Over the years, I have learned there are other ropes available for me to grab. Healthy eating: This helps me to not mess up my blood sugar with sugar bursts and crashes. Healthy movement: This provides an outlet for energy and then a calming centeredness afterwards. Mindfulness meditation: This was taught to me by my oncology psychotherapist to help me slow and calm my frightening thoughts that wanted to run rampant in my mind during cancer treatment. I learned to pick a sense and spend several minutes focusing just on the input from that sense instead of letting my thoughts just jump around monkey-brain style.

All of these tools are helpful. Frankly, they help me and they also help me from “acting out” and being difficult to the people around me, the people I love.

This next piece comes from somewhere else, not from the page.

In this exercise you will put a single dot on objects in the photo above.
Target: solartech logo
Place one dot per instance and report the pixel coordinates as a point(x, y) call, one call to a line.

I wish I had learned some of these tools sooner. I am in my 50s. I don’t feel old. I don’t feel mature.

My 84-year-old mom says she feels about 19. When I look into my aging dog’s eyes, I still see the puppy inside. To me, these observations are worrisome. They are testimony to the reality that we don’t become magically ready to age or to suffer tragedy or even to die when the time comes.

It would be magical thinking to think I will some day feel magically ready for life. The time to work on life coping skills is now, especially as a cancer survivor. The time to increase the tools or ropes available to me and to use them when I need them is now. What ropes do you grab when life is difficult? Please share. We can all help each other and learn from each other that way.